O aquário entusiasmou todos desde que surgiu a idéia. O então prefeito Roberto França iniciando seu primeiro mandato aprovou a proposta de revitalização da Beira-Rio e do Porto que vinha das administrações anteriores, mas entendeu que no projeto do Museu do Rio faltava o personagem principal, o peixe. Determinou então que fosse projetado um aquário anexo, onde pudessem estar expostas todas as espécies de peixes do rio Cuiabá e pantanal. O tempo era escasso pois os recursos tinham curto prazo para aplicação e as referências para projeto de um aquário estavam sempre além do que podia a prefeitura. Com o arquiteto Ademar Poppi encontramos uma solução própria, um partido arquitetônico adequado e exeqüível nas condições existentes, e que virou referência para projetos similares em outros estados.

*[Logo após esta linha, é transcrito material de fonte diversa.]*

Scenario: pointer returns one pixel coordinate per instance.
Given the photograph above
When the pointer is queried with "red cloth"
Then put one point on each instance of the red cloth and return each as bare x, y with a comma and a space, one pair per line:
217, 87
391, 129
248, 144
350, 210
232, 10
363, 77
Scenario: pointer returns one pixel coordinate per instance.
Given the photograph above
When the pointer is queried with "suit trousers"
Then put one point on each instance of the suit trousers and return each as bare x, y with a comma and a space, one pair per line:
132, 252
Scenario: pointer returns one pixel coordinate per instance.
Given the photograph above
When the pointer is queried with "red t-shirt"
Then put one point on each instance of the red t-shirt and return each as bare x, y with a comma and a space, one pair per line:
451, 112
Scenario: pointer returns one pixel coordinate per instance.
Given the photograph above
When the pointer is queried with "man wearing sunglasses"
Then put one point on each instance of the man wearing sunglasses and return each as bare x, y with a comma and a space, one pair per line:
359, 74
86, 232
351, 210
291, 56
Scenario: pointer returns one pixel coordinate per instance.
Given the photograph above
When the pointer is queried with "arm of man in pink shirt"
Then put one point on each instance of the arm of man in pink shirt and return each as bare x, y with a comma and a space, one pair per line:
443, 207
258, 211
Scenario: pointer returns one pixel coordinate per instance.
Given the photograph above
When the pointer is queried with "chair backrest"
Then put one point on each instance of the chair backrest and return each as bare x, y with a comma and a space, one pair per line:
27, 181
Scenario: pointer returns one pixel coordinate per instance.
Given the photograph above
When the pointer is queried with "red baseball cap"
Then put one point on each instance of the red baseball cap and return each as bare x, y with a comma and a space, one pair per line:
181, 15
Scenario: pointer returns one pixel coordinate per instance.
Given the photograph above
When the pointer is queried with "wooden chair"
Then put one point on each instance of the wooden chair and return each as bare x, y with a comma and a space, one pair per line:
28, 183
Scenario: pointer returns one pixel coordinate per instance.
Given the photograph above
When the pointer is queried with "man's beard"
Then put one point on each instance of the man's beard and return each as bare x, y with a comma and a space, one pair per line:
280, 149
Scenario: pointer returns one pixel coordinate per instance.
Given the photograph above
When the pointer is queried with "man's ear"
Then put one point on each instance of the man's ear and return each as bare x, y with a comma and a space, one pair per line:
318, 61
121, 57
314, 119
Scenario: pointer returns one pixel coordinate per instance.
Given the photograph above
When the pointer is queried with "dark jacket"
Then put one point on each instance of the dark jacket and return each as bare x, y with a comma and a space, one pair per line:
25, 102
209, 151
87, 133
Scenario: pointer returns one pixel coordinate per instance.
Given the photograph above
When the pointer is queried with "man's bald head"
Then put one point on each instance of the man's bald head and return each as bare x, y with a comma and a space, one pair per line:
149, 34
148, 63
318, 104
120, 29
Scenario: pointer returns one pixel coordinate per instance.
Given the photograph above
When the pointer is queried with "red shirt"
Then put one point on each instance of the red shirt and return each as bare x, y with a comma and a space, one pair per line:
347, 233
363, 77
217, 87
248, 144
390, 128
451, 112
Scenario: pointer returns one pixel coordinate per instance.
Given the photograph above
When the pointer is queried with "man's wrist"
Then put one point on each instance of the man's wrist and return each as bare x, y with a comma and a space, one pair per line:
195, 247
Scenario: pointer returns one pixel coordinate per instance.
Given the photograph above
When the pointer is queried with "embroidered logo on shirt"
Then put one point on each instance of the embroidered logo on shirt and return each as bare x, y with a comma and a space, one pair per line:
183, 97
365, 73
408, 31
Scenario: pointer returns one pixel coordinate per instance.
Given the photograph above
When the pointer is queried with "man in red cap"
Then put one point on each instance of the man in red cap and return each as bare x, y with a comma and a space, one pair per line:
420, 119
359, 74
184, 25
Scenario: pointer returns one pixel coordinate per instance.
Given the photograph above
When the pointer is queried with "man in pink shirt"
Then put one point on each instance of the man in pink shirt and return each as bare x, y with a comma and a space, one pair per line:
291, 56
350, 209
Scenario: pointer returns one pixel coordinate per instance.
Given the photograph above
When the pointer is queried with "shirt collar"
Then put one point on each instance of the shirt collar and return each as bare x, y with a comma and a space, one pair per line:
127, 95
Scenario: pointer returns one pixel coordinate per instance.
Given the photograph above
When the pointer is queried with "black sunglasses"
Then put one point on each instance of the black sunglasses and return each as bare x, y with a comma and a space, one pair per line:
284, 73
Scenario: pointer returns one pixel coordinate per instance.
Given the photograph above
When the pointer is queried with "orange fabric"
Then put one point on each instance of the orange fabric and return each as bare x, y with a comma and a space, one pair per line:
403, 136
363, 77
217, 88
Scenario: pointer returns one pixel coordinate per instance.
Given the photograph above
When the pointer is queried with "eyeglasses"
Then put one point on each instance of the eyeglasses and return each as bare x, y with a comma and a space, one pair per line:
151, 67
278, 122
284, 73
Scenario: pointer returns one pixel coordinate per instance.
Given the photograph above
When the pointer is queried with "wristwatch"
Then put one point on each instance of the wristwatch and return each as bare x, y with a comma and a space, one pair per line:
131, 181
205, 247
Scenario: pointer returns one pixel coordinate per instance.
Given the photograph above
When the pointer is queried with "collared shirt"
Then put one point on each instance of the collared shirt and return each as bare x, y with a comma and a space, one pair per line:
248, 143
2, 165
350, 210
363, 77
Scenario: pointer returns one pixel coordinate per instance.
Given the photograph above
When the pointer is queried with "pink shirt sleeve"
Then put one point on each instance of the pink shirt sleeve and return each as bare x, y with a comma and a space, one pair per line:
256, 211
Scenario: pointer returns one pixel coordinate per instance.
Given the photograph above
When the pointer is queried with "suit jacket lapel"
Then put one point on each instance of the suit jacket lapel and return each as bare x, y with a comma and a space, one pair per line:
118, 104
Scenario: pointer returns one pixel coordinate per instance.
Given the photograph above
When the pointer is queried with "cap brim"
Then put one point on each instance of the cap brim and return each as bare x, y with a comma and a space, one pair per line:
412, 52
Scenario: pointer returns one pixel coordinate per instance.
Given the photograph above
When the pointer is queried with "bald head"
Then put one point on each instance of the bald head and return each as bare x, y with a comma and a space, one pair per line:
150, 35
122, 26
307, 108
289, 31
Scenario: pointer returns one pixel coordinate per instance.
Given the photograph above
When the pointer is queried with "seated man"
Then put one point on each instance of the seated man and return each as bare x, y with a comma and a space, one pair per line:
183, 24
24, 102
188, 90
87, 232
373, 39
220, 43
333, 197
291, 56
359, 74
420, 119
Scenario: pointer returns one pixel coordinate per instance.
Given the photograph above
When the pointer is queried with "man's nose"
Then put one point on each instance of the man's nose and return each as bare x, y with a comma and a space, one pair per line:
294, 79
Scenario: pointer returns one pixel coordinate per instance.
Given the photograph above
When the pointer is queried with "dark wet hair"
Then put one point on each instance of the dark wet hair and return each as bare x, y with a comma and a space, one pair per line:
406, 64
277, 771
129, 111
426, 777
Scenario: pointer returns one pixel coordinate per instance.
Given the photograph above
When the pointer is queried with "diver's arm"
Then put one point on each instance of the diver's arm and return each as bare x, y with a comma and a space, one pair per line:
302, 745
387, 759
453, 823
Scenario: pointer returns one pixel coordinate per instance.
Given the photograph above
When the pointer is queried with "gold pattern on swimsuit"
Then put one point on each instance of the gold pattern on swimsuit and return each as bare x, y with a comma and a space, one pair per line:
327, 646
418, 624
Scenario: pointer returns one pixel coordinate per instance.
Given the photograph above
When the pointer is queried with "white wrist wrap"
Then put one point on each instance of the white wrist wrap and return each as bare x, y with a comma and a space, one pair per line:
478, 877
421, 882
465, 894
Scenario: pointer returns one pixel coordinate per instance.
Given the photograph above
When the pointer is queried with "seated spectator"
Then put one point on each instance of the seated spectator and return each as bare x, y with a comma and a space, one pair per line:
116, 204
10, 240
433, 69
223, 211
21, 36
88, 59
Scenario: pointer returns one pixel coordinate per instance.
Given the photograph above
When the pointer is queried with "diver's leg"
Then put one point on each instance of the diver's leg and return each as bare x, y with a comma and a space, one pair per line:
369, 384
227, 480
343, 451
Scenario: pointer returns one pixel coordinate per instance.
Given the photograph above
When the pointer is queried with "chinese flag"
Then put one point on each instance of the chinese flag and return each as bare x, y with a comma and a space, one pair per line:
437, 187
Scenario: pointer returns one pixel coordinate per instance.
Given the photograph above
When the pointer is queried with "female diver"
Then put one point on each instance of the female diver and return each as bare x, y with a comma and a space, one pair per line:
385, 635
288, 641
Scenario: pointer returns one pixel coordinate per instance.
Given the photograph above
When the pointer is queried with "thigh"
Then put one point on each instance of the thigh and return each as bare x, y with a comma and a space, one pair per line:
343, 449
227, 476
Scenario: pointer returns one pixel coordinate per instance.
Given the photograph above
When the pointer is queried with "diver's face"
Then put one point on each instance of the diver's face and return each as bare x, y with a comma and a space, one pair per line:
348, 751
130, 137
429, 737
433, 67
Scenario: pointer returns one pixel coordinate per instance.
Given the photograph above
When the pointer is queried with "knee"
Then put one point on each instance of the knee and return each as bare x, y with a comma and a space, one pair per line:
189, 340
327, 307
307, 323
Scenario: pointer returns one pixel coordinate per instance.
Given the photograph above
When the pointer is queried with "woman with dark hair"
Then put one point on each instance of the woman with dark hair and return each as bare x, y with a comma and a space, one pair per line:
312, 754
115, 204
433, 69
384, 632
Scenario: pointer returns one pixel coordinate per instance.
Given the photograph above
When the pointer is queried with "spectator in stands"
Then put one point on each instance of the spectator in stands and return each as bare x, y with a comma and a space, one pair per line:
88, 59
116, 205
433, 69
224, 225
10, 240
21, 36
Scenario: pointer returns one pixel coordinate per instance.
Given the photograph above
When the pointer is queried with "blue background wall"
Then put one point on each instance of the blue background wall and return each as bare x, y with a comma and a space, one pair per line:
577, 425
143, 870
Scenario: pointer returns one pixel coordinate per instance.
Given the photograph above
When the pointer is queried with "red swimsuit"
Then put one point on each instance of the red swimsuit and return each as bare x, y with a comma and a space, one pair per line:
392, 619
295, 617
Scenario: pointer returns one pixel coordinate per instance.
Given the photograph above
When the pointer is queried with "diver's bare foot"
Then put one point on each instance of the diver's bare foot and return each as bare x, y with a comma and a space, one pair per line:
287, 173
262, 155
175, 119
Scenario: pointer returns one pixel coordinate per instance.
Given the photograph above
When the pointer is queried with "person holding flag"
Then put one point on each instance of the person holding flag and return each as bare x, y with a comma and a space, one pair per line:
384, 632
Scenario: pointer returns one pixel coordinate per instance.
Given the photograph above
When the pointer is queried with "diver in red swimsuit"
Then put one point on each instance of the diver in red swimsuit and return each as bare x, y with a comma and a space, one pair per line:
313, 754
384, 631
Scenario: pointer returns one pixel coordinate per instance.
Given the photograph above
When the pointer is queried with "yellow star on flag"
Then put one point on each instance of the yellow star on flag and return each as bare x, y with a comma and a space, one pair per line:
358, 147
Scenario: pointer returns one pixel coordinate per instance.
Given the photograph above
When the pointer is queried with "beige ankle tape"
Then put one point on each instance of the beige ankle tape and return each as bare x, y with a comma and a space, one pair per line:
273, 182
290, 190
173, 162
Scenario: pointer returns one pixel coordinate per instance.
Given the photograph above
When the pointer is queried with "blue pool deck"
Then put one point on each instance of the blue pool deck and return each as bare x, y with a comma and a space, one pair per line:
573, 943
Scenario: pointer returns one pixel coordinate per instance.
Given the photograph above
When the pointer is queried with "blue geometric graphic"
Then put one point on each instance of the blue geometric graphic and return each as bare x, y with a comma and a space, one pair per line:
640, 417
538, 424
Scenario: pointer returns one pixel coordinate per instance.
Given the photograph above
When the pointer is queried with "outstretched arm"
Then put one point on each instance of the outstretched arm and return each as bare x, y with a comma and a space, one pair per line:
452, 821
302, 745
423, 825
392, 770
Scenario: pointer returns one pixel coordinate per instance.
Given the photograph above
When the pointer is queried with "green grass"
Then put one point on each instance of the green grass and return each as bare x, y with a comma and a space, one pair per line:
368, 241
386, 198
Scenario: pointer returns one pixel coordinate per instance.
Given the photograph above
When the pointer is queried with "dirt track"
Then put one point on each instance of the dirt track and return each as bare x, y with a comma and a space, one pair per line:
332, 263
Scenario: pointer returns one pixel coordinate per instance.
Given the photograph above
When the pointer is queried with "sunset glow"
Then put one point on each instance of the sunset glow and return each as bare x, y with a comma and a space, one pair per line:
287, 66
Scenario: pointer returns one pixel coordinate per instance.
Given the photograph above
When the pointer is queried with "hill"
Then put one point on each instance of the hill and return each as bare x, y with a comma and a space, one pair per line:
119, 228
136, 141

E depois do projeto, a construção e a maratona para coleta dos exemplares que iriam ocupar o aquário. No dia da inauguração o professor doutor Francisco Machado ainda mergulhava no Pantanal atrás de um certo camarão e uma espécie de acará que faltavam. A poucas horas da inauguração o prefeito trazia pessoalmente de seus tanques de criação as piraputangas e pacus, alguns dos quais ainda vivos hoje no aquário. Ao mesmo tempo a engenheira Maristela Okamura produzia as placas e banners informativos, tudo sempre com a presença de Teruo Izawa, o anjo do Aquário, cuidando até hoje dos peixes, ainda que sem nunca ter recebido o justo e merecido reconhecimento da prefeitura.
Milhares de pessoas estiveram na inauguração do Aquário, que recebeu nestes 10 anos mais de 1 milhão de visitantes. Hoje tem uma média superior a 100 visitantes por dia. Poderia estar em melhores condições, mas sua manutenção nunca foi equacionada, desde o início. Uma pena pois foi idealizado como uma estrutura auto-sustentável, junto ao Museu do Rio. A sustentabilidade que jamais conseguimos viria da venda de lembranças relacionadas ao Aquário, ao rio e sua cultura, como chaveiros, bonés, camisetas, fotos, livros diversos, vídeos e CDs, etc. Embora não viabilizadas, buscou-se também parcerias com as secretarias de educação do município e do estado, em troca do baita equipamento educacional utilizado por muitas escolas de Cuiabá e do estado ao longo destes 10 anos. Buscou-se ainda as faculdades de veterinária da cidade, infrutiferamente. Pretendia-se evitar a cobrança de ingressos que hoje é a única garantia de sobrevivência do Aquário, cobrança que não discordo na situação, pois se paga bem mais só para estacionar um carro em qualquer shopping ou em ruas centrais da cidade, em especial no nosso aeroporto - o muquifo internacional em que a Infraero recepciona/decepciona os que chegam a Mato Grosso. Quem sabe a Copa venha a ser também a chance de viabilização do Aquário?